The incidence of AE-IIPs in winter was only significantly higher in infection-triggered AE-IIPs compared with other types of AE-IIPs. In the INPULSIS trial, a phase 3 clinical trial of nintedanib for IPF, the incidence of AE-IIPs was also higher in winter than in other seasons [25]. In this study, AE-IIPs was not divided into idiopathic and triggered types. Consistent with this, another publication has reported that the incidence of AE-IIPs in winter is significantly higher than that in the other seasons [26]. However, although Teramachi et al. reported a higher AE-IIPs incidence in idiopathic patients in winter than in other seasons, there was no significant seasonal difference in patients with triggered AE-IIPs [21]. In general, AE-IIPs more commonly develop in winter than in other seasons because viral respiratory infections and other winter-specific factors may be associated with the development of AE-IIPs. This conclusion is supported by the results of the INPULSIS trial, as well as our current results.

This study is subject to several limitations. First, this was a small retrospective study.
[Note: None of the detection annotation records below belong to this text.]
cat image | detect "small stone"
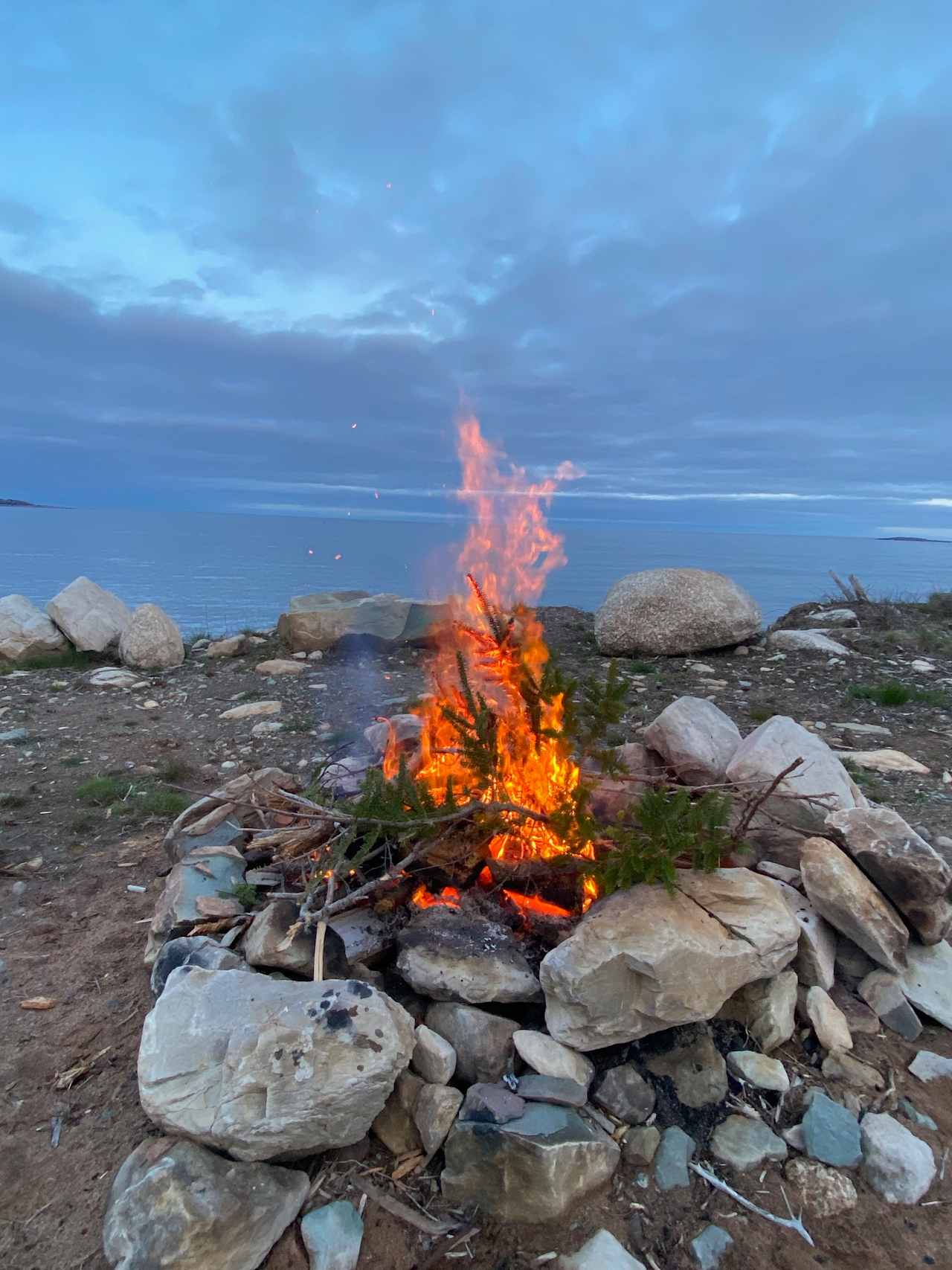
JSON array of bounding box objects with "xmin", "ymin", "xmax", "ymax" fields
[
  {"xmin": 727, "ymin": 1049, "xmax": 790, "ymax": 1094},
  {"xmin": 861, "ymin": 1112, "xmax": 936, "ymax": 1204},
  {"xmin": 300, "ymin": 1199, "xmax": 363, "ymax": 1270},
  {"xmin": 690, "ymin": 1225, "xmax": 733, "ymax": 1270},
  {"xmin": 711, "ymin": 1115, "xmax": 787, "ymax": 1173},
  {"xmin": 591, "ymin": 1063, "xmax": 655, "ymax": 1124},
  {"xmin": 655, "ymin": 1125, "xmax": 697, "ymax": 1191}
]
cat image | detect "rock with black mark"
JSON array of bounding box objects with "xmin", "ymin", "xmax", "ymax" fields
[
  {"xmin": 138, "ymin": 969, "xmax": 414, "ymax": 1159},
  {"xmin": 103, "ymin": 1138, "xmax": 311, "ymax": 1270},
  {"xmin": 440, "ymin": 1103, "xmax": 621, "ymax": 1222}
]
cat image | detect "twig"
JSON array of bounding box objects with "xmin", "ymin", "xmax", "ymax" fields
[{"xmin": 688, "ymin": 1161, "xmax": 816, "ymax": 1248}]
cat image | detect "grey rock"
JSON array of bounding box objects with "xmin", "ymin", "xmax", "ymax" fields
[
  {"xmin": 595, "ymin": 569, "xmax": 762, "ymax": 657},
  {"xmin": 103, "ymin": 1138, "xmax": 309, "ymax": 1270},
  {"xmin": 690, "ymin": 1225, "xmax": 733, "ymax": 1270},
  {"xmin": 426, "ymin": 1002, "xmax": 519, "ymax": 1085},
  {"xmin": 138, "ymin": 969, "xmax": 414, "ymax": 1159},
  {"xmin": 859, "ymin": 1112, "xmax": 936, "ymax": 1204},
  {"xmin": 440, "ymin": 1103, "xmax": 621, "ymax": 1222},
  {"xmin": 300, "ymin": 1199, "xmax": 363, "ymax": 1270},
  {"xmin": 655, "ymin": 1125, "xmax": 697, "ymax": 1191},
  {"xmin": 591, "ymin": 1063, "xmax": 655, "ymax": 1124},
  {"xmin": 803, "ymin": 1092, "xmax": 863, "ymax": 1168},
  {"xmin": 645, "ymin": 697, "xmax": 742, "ymax": 785},
  {"xmin": 711, "ymin": 1115, "xmax": 787, "ymax": 1173}
]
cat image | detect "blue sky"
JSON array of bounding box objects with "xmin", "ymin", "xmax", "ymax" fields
[{"xmin": 0, "ymin": 0, "xmax": 952, "ymax": 537}]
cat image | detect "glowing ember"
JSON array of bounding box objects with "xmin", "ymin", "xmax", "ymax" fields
[{"xmin": 385, "ymin": 418, "xmax": 593, "ymax": 903}]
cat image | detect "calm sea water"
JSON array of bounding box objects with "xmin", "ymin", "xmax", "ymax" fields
[{"xmin": 0, "ymin": 508, "xmax": 952, "ymax": 632}]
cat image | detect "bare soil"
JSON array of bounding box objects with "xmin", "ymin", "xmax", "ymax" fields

Although there was a moderate number of patients with CF-IIPs at our hospital, the incidence of AE-IIPs was approximately 10–20% per year [4, 24]. Therefore, it is difficult to recruit a large number of patients who have developed AE-IIPs. Second, almost patients were diagnosed and classified into each CF-IIPs based on HRCT findings, serological findings, and medical examination by an interview, but not on histological findings. Therefore, the patients’ backgrounds were heterogeneous, and survival may have resulted from selection bias. Then, although 3 patients showed a NSIP pattern (GGO and/or reticular shadow on the bronchovascular bundles) on the HRCT, these patients were diagnosed with UCIP due to presence of both UIP and NSIP patterns or other mixed pathological features. We considered it to be a coincidence that there were no patients diagnosed with NSIP by small group bias. Moreover, there were no significant differences in baseline IIPs types among the clinical AE-IIPs types and between AE-IIPs and bacterial pneumonia superimposed on CF-IIPs Thus, it may not be important to classify IIPs in detail to distinguish among the clinical AE-IIPs types and baseline IIPs types in order to predict the prognosis of AE-IIPs in our study. Third, it was strictly difficult to distinguish between infection-triggered AE-IIPs and development of bacterial pneumonia in patients with CF-IIPs. Although MST was significantly longer in bacterial pneumonia than in infection-triggered AE-IIPs, patients who only developed pneumonia may be accidentally confused with infection-triggered AE-IIPs. Fourth, in our study, we collected the data on pulmonary function within 6 months of the development of AE-IIPs. Since the pulmonary function results were over 6 months old, this was not appropriate for evaluating the association between the pulmonary function and AE-IIPs development. Therefore, we evaluated pulmonary function in only 39 patients. Evaluation of pulmonary function only using data from half of the total patients may result in a lower accuracy.

Conclusion

Our findings suggest that patients with infection-triggered AE-IIPs have a better prognosis than do patients with other types of AE-IIPs.